Frente a este cuadro, se imponía alertar a la población que la proliferación de COVID-19 en las cárceles conlleva indefectiblemente al colapso del sistema sanitario. Tal vez así aquellos que no entienden o no aceptan que la Constitución Nacional establece que “las cárceles de la Nación serán sanas y limpias”, o que creen que los derechos humanos son una ideología, comprendieran la necesidad de disminuir la población carcelaria al menos por razones egoístas: para que la cama o el respirador que necesitarán algún día no lo haya ocupado antes un preso.
A partir de estas premisas, hubiera sido oportuno convocar a las autoridades de los máximos tribunales penales, de los superiores tribunales de las provincias y a la Corte Suprema de Justicia de la Nación, para definir, con la participación de representantes del Congreso y de organizaciones civiles, un protocolo único y preciso para la concesión de prisiones domiciliarias en este contexto excepcional, que previera además la posibilidad de aislar a los condenados por delitos graves dentro de las propias unidades carcelarias o en otras estructuras edilicias dependientes de las fuerzas de seguridad y de las fuerzas armadas.
No creo equivocarme al afirmar que este abordaje hubiera evitado la instalación de la narrativa que finalmente se impuso. En cambio, lo que ocurrió fue que una previsible y evitable protesta en el penal de Devoto, el 24 de abril pasado, contribuyó a instalar en la opinión pública que se concedían libertades a pedido de los presos, y que las autoridades negociaban con ellos como si fueran sus rehenes. Además, las gestiones realizadas por un funcionario para obtener la prisión domiciliaria de algunos presos en particular fueron el insumo ideal para el relato que se pretendía imponer: “aquí no hay una cuestión de salud pública sino la búsqueda de la impunidad”. Y el hecho de que una de las pocas voces que se escucharon alertando sobre los riesgos de la pandemia en el ámbito carcelario fuera la de un jurista sindicado por la prensa canalla como “sacapresos”, terminó de blindar los prejuicios de quienes el jueves y el domingo por la noche hicieron sonar sus cacerolas.
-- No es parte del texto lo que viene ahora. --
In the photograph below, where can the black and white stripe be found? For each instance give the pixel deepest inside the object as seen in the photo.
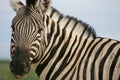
(63, 47)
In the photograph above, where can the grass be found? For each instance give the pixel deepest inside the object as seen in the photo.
(6, 75)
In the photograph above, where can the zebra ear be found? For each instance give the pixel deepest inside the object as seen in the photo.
(16, 4)
(42, 5)
(45, 5)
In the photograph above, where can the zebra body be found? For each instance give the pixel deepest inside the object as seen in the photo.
(79, 58)
(62, 47)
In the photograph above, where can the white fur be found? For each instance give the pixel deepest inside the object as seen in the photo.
(16, 4)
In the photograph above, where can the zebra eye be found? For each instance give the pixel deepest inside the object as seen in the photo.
(39, 31)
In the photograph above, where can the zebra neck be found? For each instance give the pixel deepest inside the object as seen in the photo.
(62, 20)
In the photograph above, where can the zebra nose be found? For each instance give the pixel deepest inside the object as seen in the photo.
(19, 70)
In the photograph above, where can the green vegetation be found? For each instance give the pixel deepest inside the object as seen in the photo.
(6, 75)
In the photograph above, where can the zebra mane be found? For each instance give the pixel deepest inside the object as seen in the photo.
(86, 26)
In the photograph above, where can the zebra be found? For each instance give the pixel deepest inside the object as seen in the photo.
(61, 47)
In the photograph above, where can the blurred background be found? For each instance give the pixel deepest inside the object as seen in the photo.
(102, 15)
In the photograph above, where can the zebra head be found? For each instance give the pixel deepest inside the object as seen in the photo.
(28, 36)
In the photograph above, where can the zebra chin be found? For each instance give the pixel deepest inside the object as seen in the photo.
(19, 70)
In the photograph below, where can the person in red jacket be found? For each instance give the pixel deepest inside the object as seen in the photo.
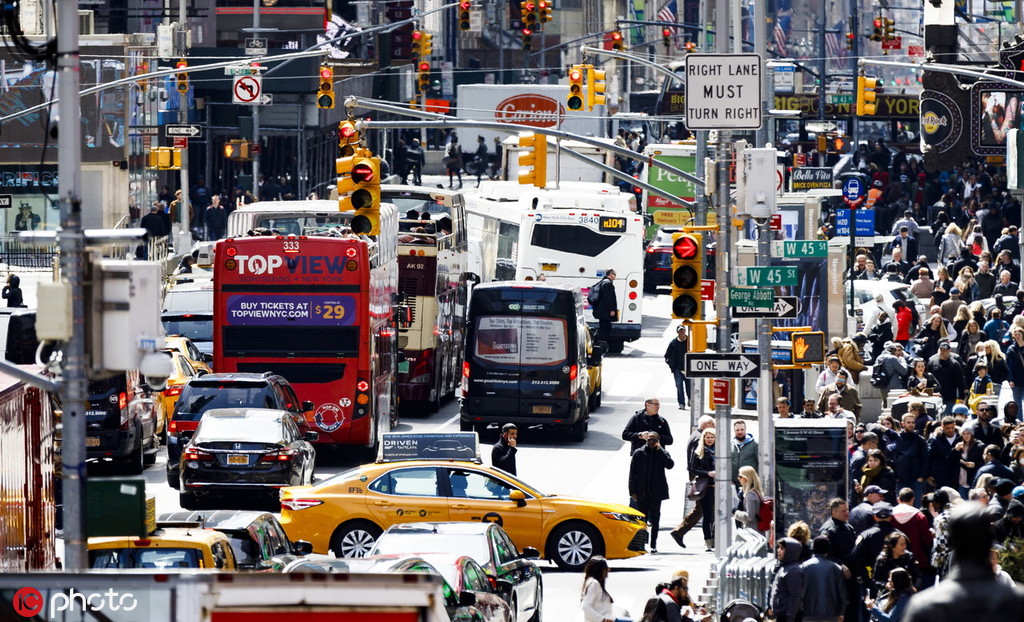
(911, 522)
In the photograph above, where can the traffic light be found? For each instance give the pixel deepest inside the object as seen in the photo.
(366, 197)
(616, 41)
(325, 94)
(181, 77)
(574, 98)
(238, 151)
(867, 94)
(543, 12)
(534, 160)
(808, 347)
(423, 77)
(528, 12)
(687, 265)
(595, 87)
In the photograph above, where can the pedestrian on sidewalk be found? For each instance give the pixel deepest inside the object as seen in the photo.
(648, 485)
(675, 358)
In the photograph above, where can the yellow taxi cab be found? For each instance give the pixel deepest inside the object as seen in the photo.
(185, 346)
(183, 372)
(163, 549)
(348, 511)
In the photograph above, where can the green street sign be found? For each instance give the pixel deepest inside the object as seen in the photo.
(767, 277)
(805, 248)
(764, 298)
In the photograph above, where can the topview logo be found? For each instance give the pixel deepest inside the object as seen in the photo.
(29, 602)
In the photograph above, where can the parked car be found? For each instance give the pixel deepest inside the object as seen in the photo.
(257, 538)
(486, 543)
(122, 422)
(226, 390)
(256, 450)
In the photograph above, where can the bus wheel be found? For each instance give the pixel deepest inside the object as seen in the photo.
(354, 539)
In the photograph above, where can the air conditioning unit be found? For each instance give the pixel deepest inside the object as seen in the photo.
(86, 23)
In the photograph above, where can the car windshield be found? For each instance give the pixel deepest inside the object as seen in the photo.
(197, 328)
(197, 398)
(239, 428)
(145, 557)
(397, 542)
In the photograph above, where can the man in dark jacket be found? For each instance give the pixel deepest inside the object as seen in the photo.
(675, 358)
(648, 486)
(970, 591)
(824, 589)
(786, 599)
(503, 453)
(948, 371)
(606, 308)
(643, 422)
(940, 470)
(910, 456)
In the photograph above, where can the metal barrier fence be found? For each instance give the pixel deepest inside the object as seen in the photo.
(747, 571)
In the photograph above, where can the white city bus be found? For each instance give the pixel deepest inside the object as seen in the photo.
(569, 236)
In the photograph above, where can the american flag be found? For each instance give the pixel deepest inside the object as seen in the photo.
(669, 12)
(780, 41)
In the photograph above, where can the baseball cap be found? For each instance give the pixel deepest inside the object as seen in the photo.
(882, 509)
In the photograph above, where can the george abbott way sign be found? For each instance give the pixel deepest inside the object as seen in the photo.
(723, 91)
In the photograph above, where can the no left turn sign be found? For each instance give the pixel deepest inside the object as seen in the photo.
(247, 89)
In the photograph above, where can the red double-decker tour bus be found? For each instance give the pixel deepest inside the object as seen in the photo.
(318, 311)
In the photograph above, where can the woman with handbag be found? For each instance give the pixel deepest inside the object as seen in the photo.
(701, 467)
(750, 500)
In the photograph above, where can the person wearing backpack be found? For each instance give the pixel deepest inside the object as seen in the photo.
(604, 304)
(749, 507)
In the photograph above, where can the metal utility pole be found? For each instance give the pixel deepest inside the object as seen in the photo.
(723, 154)
(182, 49)
(72, 244)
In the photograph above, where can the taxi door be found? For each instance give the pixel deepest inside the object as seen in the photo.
(408, 495)
(476, 495)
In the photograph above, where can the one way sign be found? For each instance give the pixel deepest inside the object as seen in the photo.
(722, 366)
(784, 306)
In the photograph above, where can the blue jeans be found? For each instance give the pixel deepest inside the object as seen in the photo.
(682, 384)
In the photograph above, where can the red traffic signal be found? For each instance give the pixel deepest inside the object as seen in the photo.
(686, 248)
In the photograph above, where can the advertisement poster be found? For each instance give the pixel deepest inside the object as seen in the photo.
(811, 467)
(517, 340)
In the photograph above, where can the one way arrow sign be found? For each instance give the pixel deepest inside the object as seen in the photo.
(784, 306)
(722, 365)
(186, 130)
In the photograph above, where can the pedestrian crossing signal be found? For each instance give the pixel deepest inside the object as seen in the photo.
(687, 265)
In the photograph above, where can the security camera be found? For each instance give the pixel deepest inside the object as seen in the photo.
(156, 368)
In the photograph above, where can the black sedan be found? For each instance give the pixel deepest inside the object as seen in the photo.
(252, 450)
(517, 575)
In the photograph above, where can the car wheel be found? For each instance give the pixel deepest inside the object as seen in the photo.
(571, 545)
(354, 539)
(135, 463)
(187, 501)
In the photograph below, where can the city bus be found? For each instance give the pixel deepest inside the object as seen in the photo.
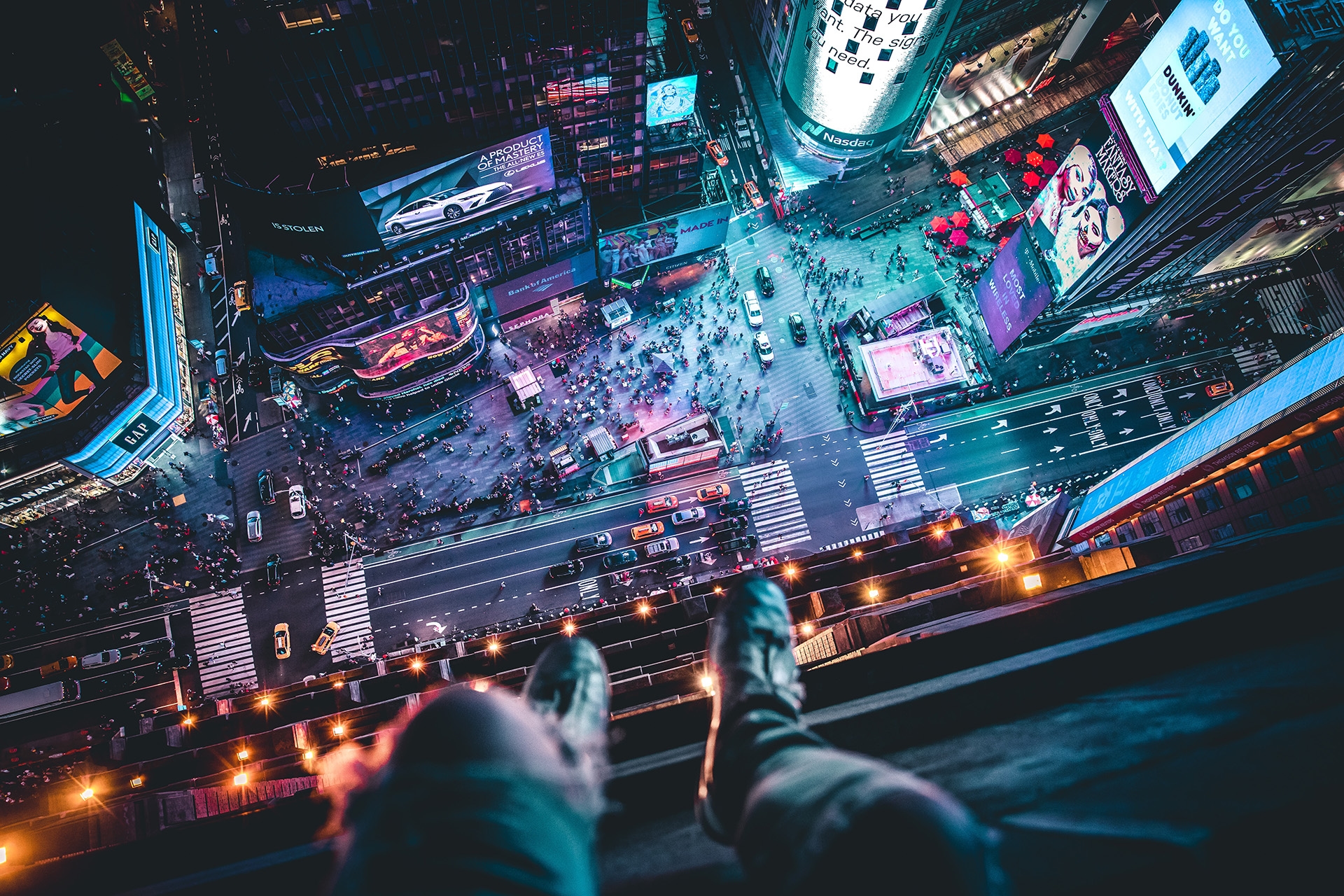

Todos quienes tenemos vocación por lo público tenemos el deber ético de elevar la calidad del debate, y por ello no podemos renunciar a la razón, a los hechos y a los argumentos. Pero quienes gobiernan no solo deben esforzarse en persuadir a la opinión pública con argumentos que, por otra parte, escucharán fundamentalmente sus seguidores o los ya convencidos, sino que deben ofrecer un relato más contundente que aquel que sus adversarios pretenderán imponer, anticipándose a ellos, para llegar a la mayor cantidad de gente posible. Cómo construir ese relato es algo que debe saber hacer cada funcionario en su área, pero, desde luego, para ello debe tener la solvencia técnica y la capacidad política suficiente para enfrentar los problemas propios de su competencia.